Cassano sold hundreds of billions of credit protection in the form of CDSs without having to put up any real money as collateral as this form of insurance had been deregulated with the Phil Gramm-sponsored Commodity Futures Modernization Act of 2000, signed by Bill Clinton. When, in the 2008 financial crisis, investment banks requested insurance money for their collapsing derivatives, AIG was unable to deliver and received a bail-out from the taxpayers. Just one year earlier while discussing the company's CDS portfolio with analysts, he said "It is hard for us, and without being flippant, to even see a scenario within any realm of reason that would see us losing $1 in any of those transactions."

During his career at AIGFP from 1987 until he was forced to retire in March 2008, Cassano received $315 million: $280 million in cash and an additional $34 million in bonuses. An initial $1 million-a-month consulting fee was later canceled. According to Matt Taibbi: In fact, Cassano remained on the payroll and kept collecting his monthly million through the end of September 2008, even after taxpayers had been forced to hand AIG $85 billion to patch up his mistakes. When asked in October why the company still retained Cassano at his $1 million-a-month rate despite his role in the probable downfall of Western civilization, CEO Martin Sullivan told Congress with a straight face that AIG wanted to "retain the 20-year knowledge that Mr.
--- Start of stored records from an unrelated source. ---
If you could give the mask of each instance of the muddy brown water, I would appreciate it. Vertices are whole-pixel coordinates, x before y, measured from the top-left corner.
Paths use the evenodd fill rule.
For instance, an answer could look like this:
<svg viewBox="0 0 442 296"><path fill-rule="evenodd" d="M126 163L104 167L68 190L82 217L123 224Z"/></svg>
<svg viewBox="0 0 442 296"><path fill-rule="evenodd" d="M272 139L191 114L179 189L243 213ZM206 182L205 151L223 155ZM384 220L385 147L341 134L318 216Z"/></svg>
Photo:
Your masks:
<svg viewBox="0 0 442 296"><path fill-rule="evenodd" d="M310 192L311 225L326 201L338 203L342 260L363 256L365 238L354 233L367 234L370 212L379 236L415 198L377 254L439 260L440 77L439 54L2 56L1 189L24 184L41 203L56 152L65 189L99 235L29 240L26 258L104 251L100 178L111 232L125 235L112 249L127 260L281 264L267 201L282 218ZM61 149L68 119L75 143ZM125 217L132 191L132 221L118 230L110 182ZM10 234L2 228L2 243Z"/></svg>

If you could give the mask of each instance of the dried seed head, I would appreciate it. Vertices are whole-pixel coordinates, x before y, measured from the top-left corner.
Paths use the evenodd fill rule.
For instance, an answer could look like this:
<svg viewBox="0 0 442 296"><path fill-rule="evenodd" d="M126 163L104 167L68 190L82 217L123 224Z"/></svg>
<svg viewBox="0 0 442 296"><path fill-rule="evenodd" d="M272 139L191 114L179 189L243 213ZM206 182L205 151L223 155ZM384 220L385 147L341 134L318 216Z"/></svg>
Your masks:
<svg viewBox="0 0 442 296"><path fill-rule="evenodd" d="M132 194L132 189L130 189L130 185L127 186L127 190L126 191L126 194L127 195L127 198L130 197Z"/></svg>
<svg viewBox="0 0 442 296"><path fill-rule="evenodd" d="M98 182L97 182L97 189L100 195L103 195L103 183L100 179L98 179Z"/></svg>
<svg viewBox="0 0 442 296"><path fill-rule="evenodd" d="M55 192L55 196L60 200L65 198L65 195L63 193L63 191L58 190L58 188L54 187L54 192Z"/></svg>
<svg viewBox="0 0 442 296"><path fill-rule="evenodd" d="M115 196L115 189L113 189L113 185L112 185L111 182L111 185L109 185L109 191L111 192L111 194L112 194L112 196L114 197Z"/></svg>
Cassano had." (Cassano, who is apparently hiding out in his lavish town house near Harrods in London, could not be reached for comment.)
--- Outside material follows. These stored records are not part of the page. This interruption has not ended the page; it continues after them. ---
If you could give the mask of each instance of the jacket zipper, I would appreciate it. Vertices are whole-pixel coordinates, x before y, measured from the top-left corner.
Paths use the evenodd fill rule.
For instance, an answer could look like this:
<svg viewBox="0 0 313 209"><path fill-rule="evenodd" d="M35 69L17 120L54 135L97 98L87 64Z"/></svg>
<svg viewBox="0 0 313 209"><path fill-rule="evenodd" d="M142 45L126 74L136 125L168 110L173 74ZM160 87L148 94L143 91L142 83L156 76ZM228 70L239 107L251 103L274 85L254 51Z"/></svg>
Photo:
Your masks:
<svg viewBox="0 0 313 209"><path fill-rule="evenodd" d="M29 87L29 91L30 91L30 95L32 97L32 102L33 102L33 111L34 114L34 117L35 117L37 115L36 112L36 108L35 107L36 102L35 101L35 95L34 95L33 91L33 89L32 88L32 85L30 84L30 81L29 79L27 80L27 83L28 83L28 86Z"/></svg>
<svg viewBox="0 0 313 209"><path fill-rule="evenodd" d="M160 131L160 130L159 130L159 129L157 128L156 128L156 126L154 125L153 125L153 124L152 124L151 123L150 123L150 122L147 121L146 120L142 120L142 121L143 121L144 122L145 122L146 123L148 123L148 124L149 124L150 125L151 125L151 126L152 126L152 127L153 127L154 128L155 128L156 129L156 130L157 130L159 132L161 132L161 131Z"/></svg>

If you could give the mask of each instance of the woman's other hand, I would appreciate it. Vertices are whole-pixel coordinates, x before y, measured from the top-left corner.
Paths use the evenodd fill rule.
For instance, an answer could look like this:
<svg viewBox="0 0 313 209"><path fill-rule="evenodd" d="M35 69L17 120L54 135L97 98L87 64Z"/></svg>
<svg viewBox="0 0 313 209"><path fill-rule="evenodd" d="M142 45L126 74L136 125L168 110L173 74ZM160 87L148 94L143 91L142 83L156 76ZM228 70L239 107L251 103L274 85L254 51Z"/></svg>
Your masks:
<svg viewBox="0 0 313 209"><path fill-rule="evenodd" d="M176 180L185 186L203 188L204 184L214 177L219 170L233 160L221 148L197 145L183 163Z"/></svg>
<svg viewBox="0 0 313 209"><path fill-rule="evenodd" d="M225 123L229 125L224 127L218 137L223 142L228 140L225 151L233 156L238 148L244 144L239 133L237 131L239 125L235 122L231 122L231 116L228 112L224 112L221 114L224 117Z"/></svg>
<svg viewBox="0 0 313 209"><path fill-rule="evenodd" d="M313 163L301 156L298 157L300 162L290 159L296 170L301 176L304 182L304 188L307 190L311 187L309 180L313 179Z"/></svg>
In the wake of the scandal, United States regulators and the United Kingdom Serious Fraud Office began investigating Cassano's dealings to determine whether they were just excessive and risky, or criminal.
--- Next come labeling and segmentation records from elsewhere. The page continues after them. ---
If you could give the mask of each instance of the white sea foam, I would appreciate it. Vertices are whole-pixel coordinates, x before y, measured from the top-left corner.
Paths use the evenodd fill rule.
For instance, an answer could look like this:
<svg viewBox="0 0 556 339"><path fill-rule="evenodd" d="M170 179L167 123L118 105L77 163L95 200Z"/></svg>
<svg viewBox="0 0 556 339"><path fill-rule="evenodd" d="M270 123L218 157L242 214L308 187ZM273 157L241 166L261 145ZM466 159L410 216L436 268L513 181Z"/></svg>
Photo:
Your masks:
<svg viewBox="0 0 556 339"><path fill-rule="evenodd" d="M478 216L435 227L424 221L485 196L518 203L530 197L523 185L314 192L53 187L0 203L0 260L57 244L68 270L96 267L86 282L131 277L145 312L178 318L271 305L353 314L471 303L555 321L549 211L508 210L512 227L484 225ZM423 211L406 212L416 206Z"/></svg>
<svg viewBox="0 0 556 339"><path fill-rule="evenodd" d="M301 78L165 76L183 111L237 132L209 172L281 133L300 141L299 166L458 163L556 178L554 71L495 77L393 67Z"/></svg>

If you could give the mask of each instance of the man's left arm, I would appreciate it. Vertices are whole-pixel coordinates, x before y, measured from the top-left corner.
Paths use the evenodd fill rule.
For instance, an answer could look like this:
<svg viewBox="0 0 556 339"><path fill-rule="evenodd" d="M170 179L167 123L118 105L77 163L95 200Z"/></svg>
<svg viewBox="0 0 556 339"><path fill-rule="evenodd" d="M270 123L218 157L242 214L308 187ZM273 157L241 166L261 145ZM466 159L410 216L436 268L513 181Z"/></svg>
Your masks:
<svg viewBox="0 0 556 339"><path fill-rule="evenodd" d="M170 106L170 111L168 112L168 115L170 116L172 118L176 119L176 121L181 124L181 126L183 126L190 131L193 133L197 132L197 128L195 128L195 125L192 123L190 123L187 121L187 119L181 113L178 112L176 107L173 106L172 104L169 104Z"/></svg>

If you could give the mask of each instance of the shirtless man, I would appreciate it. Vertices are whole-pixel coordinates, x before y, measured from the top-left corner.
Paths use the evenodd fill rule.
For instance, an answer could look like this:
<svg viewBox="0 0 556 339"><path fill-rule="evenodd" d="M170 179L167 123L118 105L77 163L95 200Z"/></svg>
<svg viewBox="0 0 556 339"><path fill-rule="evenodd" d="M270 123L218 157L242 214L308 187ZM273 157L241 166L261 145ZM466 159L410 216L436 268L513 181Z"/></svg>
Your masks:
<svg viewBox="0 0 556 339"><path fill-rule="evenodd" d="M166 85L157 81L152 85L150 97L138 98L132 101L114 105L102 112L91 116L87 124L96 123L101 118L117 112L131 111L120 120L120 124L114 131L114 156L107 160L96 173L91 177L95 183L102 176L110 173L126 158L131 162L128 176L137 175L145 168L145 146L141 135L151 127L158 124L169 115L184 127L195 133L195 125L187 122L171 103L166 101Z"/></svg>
A two-year investigation by the U.S. Department of Justice ended in May 2010 with no criminal charges brought against Cassano, who was represented by lawyers Jim Walden and F. Joseph Warin of Gibson, Dunn & Crutcher.

==Political contributions==

Cassano was a political contributor to the campaigns of Democratic Senators Chris Dodd and Barack Obama and the Republican Representative Nancy L. Johnson.

In March 2009 Cassano was linked to e-mails he authored in 2006 which solicited contributions from AIG executives for Dodd's campaign due to Dodd's position as incoming chairman of the Senate Banking Committee.

==Early life==

Cassano grew up in Brooklyn, New York, where his father was a policeman. He earned a political science degree from Brooklyn College in 1977. He worked in the back office at investment bank Drexel Burnham Lambert during their junk bond phase.